When you do the gradient test, you assign display profile to the gradient, so the monitor is L* calibrated, and the image is in L* based color space. But when you're working with AdobeRGB images, they are rendered to the gamma 2.2 based color space. To simulate the result you may assign AdobeRGB to the gradient, and check if it's still so smooth
That's not the way the test was designed to work as I understand it. A normal image in a normal RGB working space is always translated (behind the scenes) to the monitor space so you can see it. Hence will always suffer from some degree of banding or other gamut compression byproducts. The test gradient is not a normal image, it is designed to bypass Photoshop's translation from an RGB working space into the monitor space. IOW, a representation of a monitor at its absolute best.

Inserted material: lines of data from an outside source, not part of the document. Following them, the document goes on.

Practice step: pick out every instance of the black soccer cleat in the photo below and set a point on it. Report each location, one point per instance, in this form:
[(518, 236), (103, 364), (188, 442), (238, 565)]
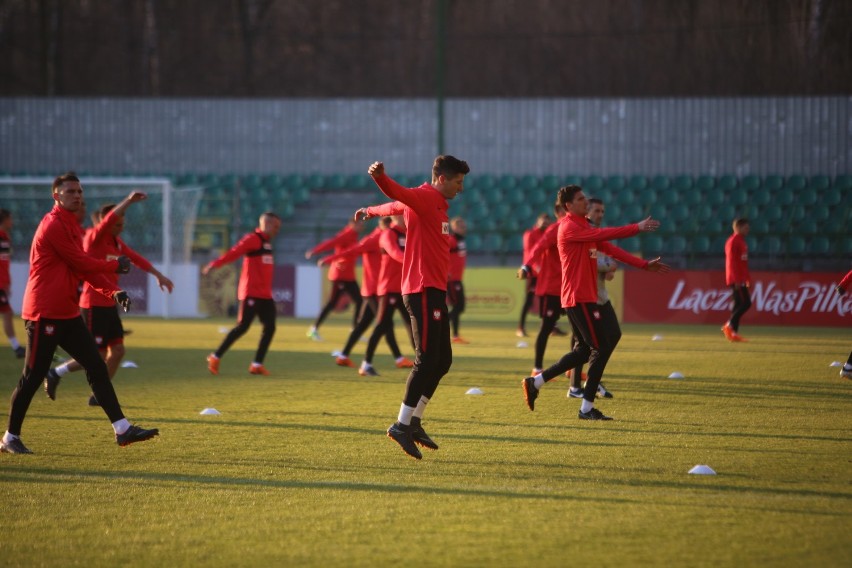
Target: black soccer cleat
[(135, 434), (401, 434), (530, 392), (593, 414), (419, 435), (51, 382), (16, 446)]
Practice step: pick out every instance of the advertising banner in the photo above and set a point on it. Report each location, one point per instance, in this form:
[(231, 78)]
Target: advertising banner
[(778, 298)]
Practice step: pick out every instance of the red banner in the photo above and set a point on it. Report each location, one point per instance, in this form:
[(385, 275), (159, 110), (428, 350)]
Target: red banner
[(778, 298)]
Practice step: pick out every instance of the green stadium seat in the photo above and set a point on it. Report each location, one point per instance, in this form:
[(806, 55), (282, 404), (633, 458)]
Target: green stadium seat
[(705, 183), (796, 183), (750, 183), (616, 183), (638, 182), (727, 183), (661, 183), (773, 183)]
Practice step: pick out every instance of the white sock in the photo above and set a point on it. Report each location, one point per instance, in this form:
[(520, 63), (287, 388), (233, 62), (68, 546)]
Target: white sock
[(62, 369), (421, 406), (121, 426), (405, 414)]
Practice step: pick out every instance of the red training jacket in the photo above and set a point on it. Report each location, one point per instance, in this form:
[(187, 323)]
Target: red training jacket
[(258, 265), (736, 261), (427, 249), (344, 267), (100, 243), (57, 264), (578, 243)]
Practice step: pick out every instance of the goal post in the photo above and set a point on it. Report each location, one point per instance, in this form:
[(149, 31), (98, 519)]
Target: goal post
[(161, 228)]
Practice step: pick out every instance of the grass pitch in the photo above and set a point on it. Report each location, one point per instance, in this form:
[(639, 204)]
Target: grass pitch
[(297, 471)]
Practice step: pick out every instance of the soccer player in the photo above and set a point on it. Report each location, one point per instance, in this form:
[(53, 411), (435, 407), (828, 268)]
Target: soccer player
[(371, 261), (455, 288), (531, 237), (101, 314), (606, 271), (52, 315), (6, 281), (425, 267), (341, 274), (578, 244), (545, 255), (254, 291), (389, 290), (737, 277), (842, 288)]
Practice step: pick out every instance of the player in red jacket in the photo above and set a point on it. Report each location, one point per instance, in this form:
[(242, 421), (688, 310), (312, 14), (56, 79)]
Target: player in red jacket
[(341, 274), (254, 291), (531, 237), (737, 277), (101, 314), (6, 282), (425, 267), (579, 242), (455, 287), (52, 315)]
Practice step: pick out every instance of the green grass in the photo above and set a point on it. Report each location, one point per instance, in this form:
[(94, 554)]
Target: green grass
[(297, 469)]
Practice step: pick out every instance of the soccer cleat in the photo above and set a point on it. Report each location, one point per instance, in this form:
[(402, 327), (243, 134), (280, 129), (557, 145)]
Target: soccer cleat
[(15, 446), (255, 369), (419, 435), (313, 334), (213, 364), (593, 414), (51, 381), (575, 393), (530, 392), (401, 434), (135, 434), (368, 371)]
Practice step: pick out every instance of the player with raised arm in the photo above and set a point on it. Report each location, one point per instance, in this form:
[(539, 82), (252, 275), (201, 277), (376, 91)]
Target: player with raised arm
[(425, 267)]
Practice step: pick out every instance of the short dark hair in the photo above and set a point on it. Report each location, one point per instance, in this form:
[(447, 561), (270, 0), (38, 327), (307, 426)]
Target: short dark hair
[(566, 195), (449, 166), (59, 180)]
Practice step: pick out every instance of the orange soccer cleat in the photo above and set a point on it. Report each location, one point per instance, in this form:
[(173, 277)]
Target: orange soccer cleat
[(213, 364)]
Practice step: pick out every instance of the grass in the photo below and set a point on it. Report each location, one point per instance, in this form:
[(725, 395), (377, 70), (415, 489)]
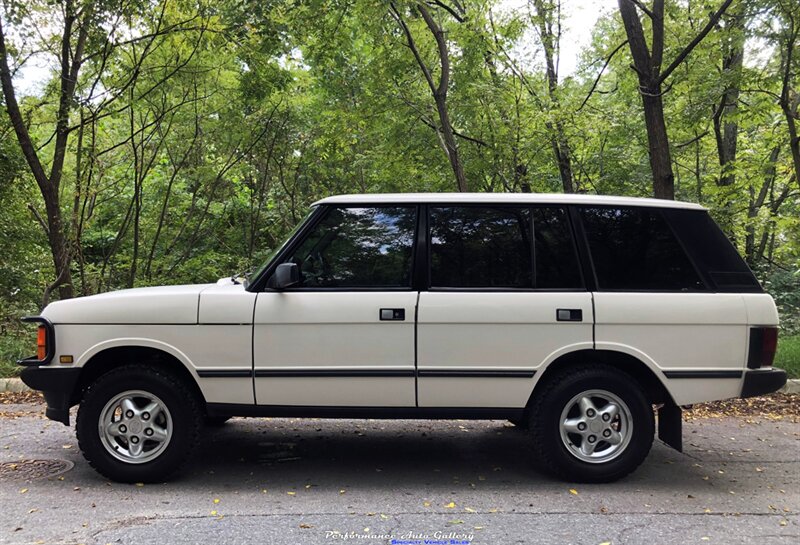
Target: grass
[(788, 356)]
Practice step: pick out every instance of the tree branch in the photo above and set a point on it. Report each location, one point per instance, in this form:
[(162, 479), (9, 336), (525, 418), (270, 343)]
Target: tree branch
[(413, 46), (597, 79), (712, 22)]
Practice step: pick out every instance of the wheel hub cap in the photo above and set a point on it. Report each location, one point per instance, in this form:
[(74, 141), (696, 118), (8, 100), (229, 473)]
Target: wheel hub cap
[(596, 426), (135, 426)]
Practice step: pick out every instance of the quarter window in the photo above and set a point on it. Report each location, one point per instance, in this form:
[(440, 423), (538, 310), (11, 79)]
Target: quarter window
[(556, 260), (634, 249), (359, 248)]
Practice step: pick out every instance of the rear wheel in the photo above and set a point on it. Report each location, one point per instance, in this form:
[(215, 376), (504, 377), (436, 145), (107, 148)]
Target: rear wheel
[(591, 423), (138, 423)]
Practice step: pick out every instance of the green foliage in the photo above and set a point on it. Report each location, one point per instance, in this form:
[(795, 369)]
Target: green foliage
[(788, 356), (200, 139)]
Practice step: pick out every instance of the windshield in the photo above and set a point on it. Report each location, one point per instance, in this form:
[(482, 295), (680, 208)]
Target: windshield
[(276, 251)]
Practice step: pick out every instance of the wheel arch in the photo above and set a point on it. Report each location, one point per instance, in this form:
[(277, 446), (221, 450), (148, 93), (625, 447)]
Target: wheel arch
[(115, 354), (651, 380)]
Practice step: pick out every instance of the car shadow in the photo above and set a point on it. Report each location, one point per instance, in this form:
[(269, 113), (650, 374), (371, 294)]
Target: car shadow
[(381, 453)]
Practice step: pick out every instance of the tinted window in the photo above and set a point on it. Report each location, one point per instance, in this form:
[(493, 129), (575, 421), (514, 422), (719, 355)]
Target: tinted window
[(634, 249), (712, 251), (481, 247), (359, 248), (556, 261)]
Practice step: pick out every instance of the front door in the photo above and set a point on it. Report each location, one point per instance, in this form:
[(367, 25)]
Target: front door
[(345, 335)]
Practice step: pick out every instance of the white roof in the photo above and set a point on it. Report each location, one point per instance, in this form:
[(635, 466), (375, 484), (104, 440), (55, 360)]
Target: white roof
[(497, 198)]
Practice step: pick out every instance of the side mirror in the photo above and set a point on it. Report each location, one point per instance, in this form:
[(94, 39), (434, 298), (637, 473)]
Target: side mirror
[(286, 276)]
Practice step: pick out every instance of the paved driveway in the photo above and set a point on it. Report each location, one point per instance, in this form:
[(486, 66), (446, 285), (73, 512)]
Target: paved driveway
[(322, 481)]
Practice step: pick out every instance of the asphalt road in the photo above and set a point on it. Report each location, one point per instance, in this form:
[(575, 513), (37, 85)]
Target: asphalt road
[(293, 481)]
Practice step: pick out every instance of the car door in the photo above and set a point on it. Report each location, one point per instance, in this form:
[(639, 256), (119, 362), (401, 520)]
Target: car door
[(506, 295), (344, 336)]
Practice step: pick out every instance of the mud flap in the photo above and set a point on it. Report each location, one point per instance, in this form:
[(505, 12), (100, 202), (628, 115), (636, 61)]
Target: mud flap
[(670, 426)]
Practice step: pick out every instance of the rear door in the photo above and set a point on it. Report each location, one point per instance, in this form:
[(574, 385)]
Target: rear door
[(506, 294)]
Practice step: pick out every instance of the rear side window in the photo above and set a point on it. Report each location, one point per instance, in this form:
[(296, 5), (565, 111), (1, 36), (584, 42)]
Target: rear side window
[(711, 250), (481, 247), (554, 251), (502, 247), (634, 249), (359, 248)]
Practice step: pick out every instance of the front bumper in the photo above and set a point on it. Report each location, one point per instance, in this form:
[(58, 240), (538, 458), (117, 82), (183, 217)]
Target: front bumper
[(760, 382), (58, 386)]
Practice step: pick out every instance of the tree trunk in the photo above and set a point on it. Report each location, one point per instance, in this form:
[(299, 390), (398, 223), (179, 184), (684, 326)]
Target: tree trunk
[(647, 65), (546, 16), (658, 144), (450, 143), (439, 91), (726, 127), (794, 140)]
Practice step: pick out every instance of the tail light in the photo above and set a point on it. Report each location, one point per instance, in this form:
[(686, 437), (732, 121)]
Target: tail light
[(763, 345), (45, 342), (41, 343)]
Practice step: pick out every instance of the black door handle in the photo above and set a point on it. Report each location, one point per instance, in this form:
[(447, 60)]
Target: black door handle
[(569, 315), (393, 314)]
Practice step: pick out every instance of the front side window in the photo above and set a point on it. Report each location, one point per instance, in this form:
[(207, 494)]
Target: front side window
[(364, 247), (634, 249)]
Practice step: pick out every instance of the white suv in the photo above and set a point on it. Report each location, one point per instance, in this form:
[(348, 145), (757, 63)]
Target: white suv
[(570, 315)]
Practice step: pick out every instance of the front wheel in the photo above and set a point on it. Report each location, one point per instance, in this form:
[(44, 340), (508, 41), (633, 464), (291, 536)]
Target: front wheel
[(138, 423), (591, 423)]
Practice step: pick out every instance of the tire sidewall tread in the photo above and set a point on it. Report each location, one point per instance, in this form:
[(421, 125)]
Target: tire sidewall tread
[(185, 410), (545, 414)]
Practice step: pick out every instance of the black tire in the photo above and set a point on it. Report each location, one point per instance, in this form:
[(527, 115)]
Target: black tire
[(562, 454), (182, 406), (521, 423), (215, 421)]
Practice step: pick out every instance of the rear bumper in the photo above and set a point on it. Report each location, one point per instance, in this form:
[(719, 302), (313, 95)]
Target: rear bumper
[(58, 387), (760, 382)]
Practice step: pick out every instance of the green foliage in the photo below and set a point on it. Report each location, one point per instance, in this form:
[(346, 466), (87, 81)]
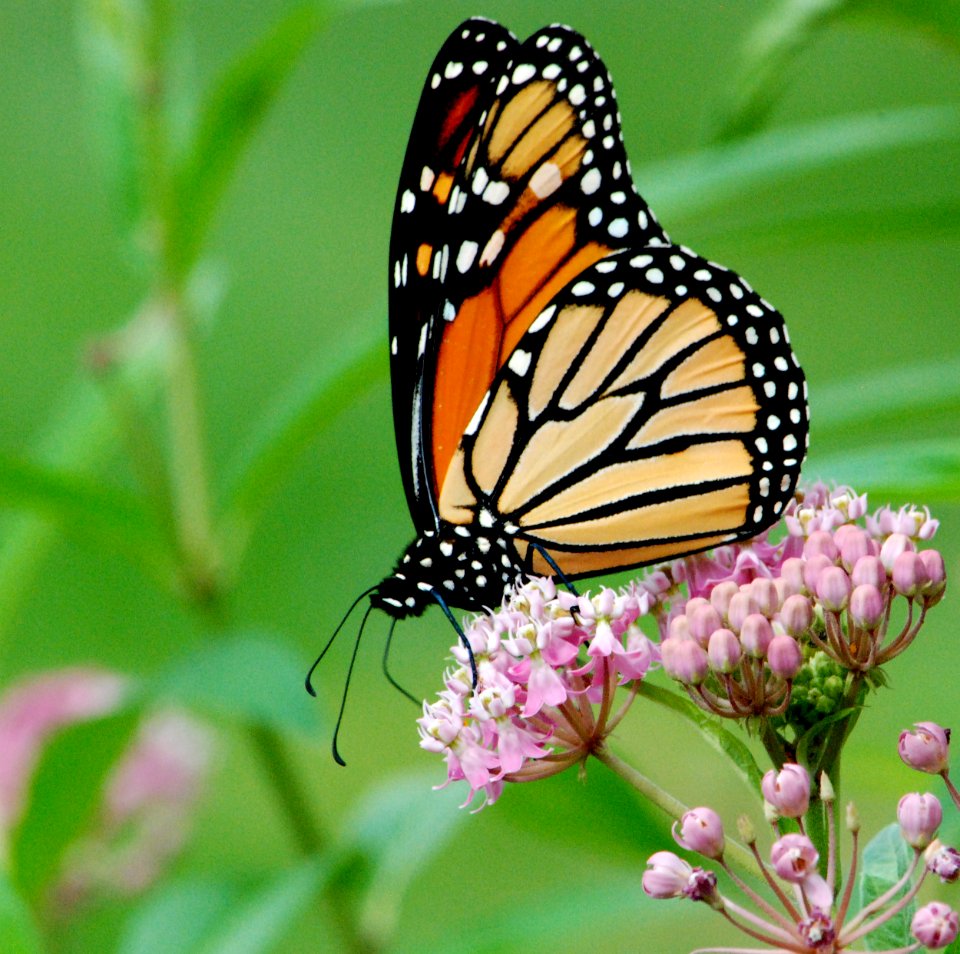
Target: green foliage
[(65, 795), (205, 916), (885, 860), (249, 679), (18, 932)]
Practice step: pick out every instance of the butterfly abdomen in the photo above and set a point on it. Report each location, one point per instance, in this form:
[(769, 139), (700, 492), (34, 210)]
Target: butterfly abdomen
[(468, 567)]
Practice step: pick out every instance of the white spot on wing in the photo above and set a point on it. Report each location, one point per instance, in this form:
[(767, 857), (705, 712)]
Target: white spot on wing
[(545, 180), (519, 362)]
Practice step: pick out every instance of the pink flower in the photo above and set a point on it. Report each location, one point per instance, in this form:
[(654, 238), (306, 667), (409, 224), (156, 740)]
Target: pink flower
[(700, 830), (935, 925), (788, 790), (667, 875), (146, 814), (927, 749), (919, 817), (33, 709), (794, 858)]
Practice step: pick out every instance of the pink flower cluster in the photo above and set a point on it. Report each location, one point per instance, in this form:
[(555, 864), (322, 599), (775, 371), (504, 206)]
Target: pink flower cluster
[(754, 612), (144, 816), (548, 663), (810, 918)]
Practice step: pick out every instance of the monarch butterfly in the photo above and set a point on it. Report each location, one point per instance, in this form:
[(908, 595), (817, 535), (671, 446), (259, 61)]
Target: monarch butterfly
[(572, 392)]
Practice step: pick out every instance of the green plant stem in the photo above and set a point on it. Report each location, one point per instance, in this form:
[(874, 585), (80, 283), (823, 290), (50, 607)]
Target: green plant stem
[(311, 839), (188, 473), (734, 852)]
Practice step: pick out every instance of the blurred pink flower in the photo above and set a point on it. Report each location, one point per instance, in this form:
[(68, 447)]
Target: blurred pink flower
[(148, 796), (33, 709)]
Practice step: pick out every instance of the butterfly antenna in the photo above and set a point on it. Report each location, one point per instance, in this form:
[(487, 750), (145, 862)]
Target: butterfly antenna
[(386, 670), (460, 636), (553, 566), (346, 689), (308, 682)]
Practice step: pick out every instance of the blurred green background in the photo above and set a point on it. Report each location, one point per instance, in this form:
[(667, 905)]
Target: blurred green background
[(817, 157)]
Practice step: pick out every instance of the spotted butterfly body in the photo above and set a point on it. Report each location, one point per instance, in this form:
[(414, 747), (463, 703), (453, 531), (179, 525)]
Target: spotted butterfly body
[(571, 391)]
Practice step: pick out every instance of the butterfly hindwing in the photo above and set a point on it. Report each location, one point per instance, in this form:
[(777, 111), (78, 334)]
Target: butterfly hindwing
[(653, 408)]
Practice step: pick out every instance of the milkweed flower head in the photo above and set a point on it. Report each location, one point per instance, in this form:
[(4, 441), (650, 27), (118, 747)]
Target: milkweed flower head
[(779, 630), (548, 664), (807, 915)]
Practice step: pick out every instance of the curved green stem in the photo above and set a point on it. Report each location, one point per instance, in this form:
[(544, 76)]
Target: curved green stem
[(734, 852)]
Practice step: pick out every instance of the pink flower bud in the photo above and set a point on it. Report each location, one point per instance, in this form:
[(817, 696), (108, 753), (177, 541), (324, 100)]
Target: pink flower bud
[(741, 606), (919, 817), (765, 595), (935, 925), (684, 660), (869, 570), (784, 657), (721, 595), (703, 621), (854, 543), (866, 606), (796, 614), (723, 651), (755, 635), (700, 830), (792, 572), (33, 709), (788, 790), (833, 588), (909, 574), (821, 542), (666, 876), (936, 576), (812, 570), (927, 749), (943, 861), (893, 546), (679, 628), (794, 858)]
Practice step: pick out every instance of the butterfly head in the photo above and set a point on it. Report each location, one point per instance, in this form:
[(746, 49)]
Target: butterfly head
[(468, 566)]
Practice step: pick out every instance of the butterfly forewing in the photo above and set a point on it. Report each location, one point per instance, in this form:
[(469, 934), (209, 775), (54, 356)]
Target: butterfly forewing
[(543, 192), (458, 89), (570, 389), (654, 408)]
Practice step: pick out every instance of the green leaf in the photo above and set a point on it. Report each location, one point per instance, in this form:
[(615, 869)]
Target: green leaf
[(885, 860), (176, 918), (816, 224), (112, 41), (633, 827), (775, 42), (228, 117), (686, 186), (251, 678), (66, 791), (258, 922), (536, 921), (208, 916), (920, 388), (295, 423), (82, 506), (713, 731), (916, 470), (18, 932), (398, 829)]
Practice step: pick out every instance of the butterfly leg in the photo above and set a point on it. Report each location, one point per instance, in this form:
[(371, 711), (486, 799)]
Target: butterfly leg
[(386, 669), (553, 566), (460, 635)]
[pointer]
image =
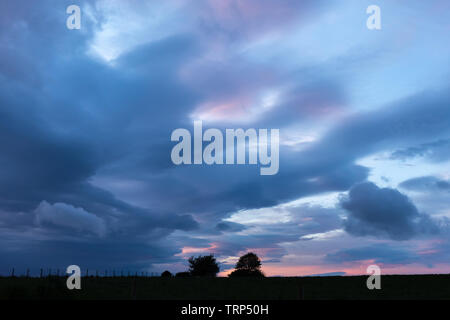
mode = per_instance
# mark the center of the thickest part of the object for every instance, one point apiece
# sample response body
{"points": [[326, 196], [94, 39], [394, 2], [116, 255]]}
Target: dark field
{"points": [[392, 287]]}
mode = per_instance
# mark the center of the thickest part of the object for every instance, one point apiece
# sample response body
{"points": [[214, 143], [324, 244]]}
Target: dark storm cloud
{"points": [[230, 227], [384, 212], [66, 118]]}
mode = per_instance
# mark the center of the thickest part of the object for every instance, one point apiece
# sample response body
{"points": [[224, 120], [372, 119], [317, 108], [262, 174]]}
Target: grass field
{"points": [[393, 287]]}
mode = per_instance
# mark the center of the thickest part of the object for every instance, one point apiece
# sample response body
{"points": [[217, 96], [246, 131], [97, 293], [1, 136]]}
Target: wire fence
{"points": [[49, 272]]}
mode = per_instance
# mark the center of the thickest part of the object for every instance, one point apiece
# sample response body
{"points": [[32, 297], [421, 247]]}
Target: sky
{"points": [[86, 117]]}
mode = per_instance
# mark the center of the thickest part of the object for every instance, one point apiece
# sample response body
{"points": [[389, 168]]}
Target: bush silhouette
{"points": [[166, 274], [203, 266], [249, 265]]}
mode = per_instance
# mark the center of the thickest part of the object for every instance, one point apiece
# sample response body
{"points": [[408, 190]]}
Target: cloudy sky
{"points": [[86, 117]]}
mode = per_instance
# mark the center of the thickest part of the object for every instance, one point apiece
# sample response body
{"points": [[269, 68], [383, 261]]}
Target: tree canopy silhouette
{"points": [[203, 266], [166, 274], [249, 265]]}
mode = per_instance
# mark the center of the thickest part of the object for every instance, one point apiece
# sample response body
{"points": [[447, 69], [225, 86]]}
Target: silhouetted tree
{"points": [[203, 266], [166, 274], [249, 265]]}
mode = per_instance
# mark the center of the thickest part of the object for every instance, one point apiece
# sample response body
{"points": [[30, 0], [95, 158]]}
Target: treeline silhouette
{"points": [[249, 265]]}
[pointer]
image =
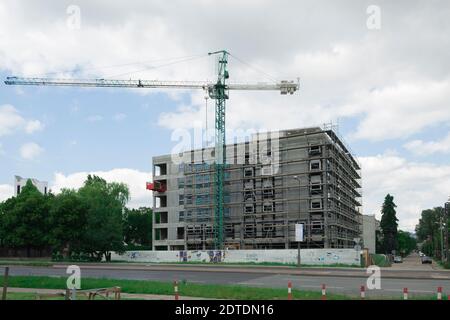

When I run a monitor cal/profile at 2.2, and do the same test, assigning that 2.2 profile to the test image, it still looks very nice, but there is a bit of a hiccup/band in the 1/8 tone area that goes away when the monitor is operated in (and test image assigned to the ) L* profile. Just seems like L* makes the monitor run a bit smoother IMO.
When I get back to the studio tomorrow, I'll leave the monitor in its L* profile, do the gradient test, leave it in my AdobeRGB working space and take a close look.
What would be the recommendation for calibration when the working space is ProPhotoRGB which is Gamma 1.8 ?
In color space terms, the gamma has to do with how edits get applied to the file with respect to shadows/mids/highlights, so that's not the same application of gamma based on what I read here: http://www.adobe.com/digitalimag/pdfs/phscs2ip_colspace.pdf
, pg 5.
(I'm sure Andrew will jump in here, he wrote the article!)